The reason why this stock has such a huge decline is that last night, a dialogue about “public offering groups to buy the shares of listed companies Ningbo Hengshuai Co.Ltd(300969) for private placement” came out on the Internet. In this morning’s session, this conversation ferments rapidly.

From this dialogue, it mainly refers to the emergence of MLM mode in the capital market: the seller (securities firm) buys private placement products, the private placement buys (stocks) first, then prepares experts, communicates well with the company’s board secretary, IR and even the chairman, writes reports, finds experts who have prepared in advance, holds a teleconference, and builds positions for public offering. And draw the conclusion that “the traditional main business provides a safety cushion and also engages in new energy business to improve the valuation”, and the share price can rise several times at a time. The dialogue also mentioned that the core circle of the above operations is Shanghai Lujiazui Finance & Trade Zone Development Co.Ltd(600663) in Shanghai, and gave an example of Ningbo Hengshuai Co.Ltd(300969) . But today Ningbo Hengshuai Co.Ltd(300969) said it did not know about it.

Why does this matter have a great impact on the capital market? Because this is not a particularly new model, it should be said that there are not no people playing this model, and it should be said that it can also affect the market to a certain extent, but no one has pierced it before. Now, some people begin to talk about this model. In addition, before that, Zhongtai Securities Co.Ltd(600918) former chief Chen Long was caught in an accident. After that, many similar rumors spread in the market, panic began to spread, and many funds will flee in advance. Therefore, even if the central bank releases such a big positive signal, it still can not stop the decline of the market.

For the market, the most basic thing is still the economic expectation, and the most important thing behind the economy is the expectation of currency.

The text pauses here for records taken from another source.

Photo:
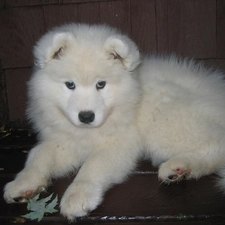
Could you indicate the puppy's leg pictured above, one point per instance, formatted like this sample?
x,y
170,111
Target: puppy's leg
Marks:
x,y
44,161
188,166
96,175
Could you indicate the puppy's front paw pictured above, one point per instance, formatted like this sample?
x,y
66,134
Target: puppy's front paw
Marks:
x,y
174,171
19,190
78,202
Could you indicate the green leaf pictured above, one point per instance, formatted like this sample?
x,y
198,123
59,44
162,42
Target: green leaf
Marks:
x,y
40,207
50,207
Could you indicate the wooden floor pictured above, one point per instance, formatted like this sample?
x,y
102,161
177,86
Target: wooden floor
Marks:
x,y
139,200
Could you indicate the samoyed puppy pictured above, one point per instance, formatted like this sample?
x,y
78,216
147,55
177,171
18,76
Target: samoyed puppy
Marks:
x,y
99,109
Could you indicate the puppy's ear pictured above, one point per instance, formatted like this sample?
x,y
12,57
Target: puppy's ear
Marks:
x,y
51,46
123,49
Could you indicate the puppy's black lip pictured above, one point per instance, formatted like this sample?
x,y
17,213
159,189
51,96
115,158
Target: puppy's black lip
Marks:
x,y
18,199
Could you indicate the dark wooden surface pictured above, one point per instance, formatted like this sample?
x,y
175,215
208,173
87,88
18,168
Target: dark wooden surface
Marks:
x,y
190,28
140,199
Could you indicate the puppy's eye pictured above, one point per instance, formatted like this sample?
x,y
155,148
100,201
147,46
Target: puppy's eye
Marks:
x,y
100,85
70,85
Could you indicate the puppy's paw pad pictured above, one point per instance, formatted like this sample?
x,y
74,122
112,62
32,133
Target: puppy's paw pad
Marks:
x,y
14,194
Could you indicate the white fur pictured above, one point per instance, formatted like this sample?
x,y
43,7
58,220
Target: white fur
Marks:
x,y
167,109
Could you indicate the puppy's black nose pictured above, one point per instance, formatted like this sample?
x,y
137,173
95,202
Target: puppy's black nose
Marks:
x,y
86,116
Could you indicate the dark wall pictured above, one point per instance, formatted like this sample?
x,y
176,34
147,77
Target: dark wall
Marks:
x,y
192,28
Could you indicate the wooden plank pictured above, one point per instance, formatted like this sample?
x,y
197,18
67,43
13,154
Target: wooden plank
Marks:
x,y
24,3
3,99
16,80
20,28
191,27
89,13
56,15
142,199
220,28
116,14
162,26
215,64
144,25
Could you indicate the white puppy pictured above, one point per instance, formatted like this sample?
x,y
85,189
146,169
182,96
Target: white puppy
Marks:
x,y
98,112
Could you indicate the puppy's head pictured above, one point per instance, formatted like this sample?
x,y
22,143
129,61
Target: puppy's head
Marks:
x,y
83,73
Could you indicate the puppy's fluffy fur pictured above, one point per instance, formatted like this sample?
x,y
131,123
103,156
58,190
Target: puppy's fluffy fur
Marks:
x,y
97,110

The Central Bank of China decided on Monday to cut the medium-term lending facility (MLF) by 10 basis points (the first reduction in policy interest rate since April 2020) and cut the seven-day reverse repo rate. Liu Guoqiang, vice governor of the people’s Bank of China, reiterated this view on Tuesday, saying that the central bank would “open the monetary policy toolbox wider to avoid credit collapse”. Tomorrow, that is, January 20, the market may usher in a very critical moment: the LPR interest rate of several terms will be lowered.

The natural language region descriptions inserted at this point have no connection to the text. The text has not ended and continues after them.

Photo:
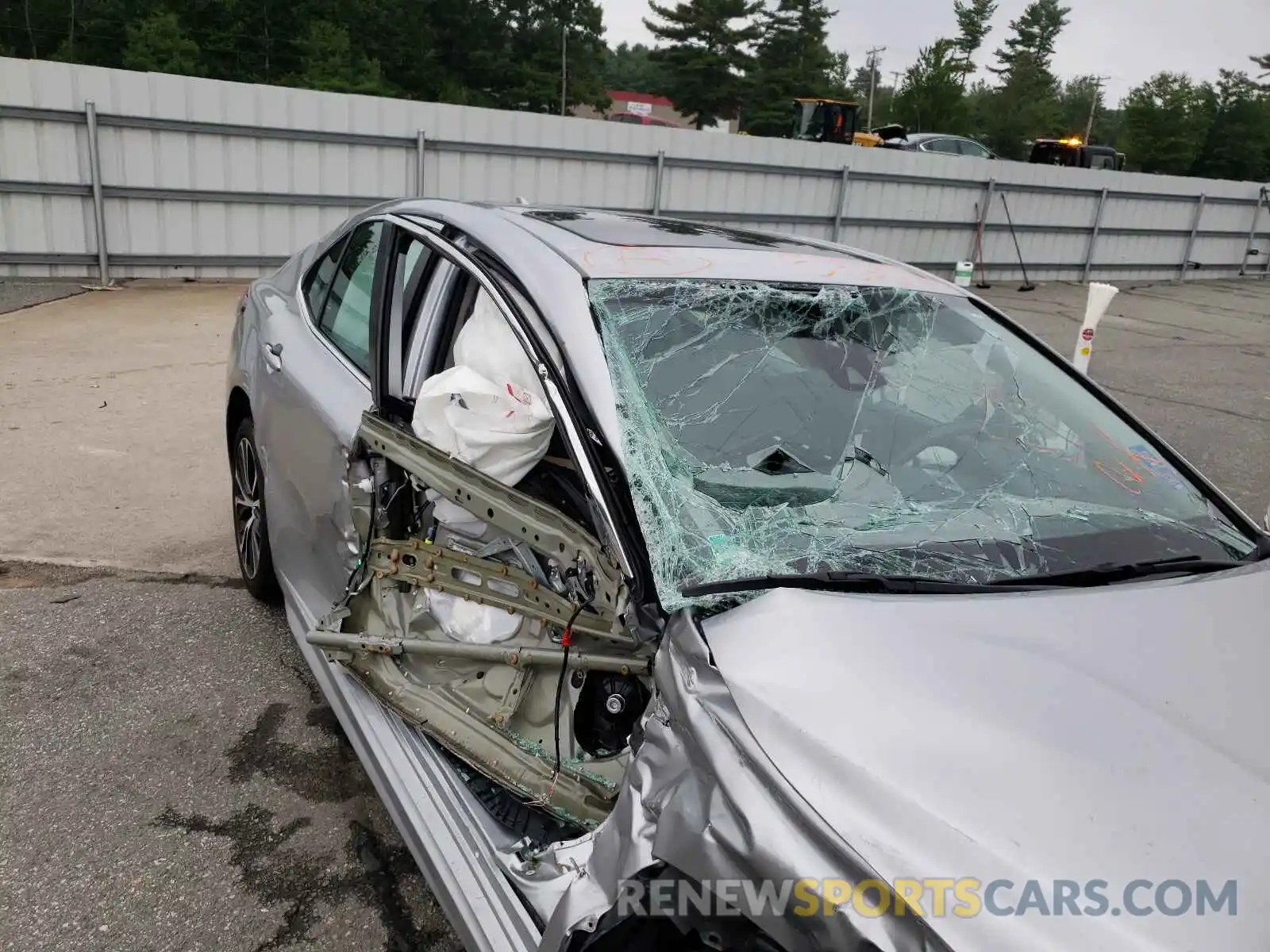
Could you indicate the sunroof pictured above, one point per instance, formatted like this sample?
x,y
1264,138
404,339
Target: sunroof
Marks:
x,y
641,230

Citic Securities Company Limited(600030) the chief economist predicts that the yield of 10-year Treasury bonds will decline to 2.6% in the medium term. Standard Chartered Bank, BNP Paribas, Nomura holdings and Netherlands international group all expect that the policy interest rate will decline further at the end of the second quarter. If these expectations are fulfilled, the market is expected to usher in a relatively positive market.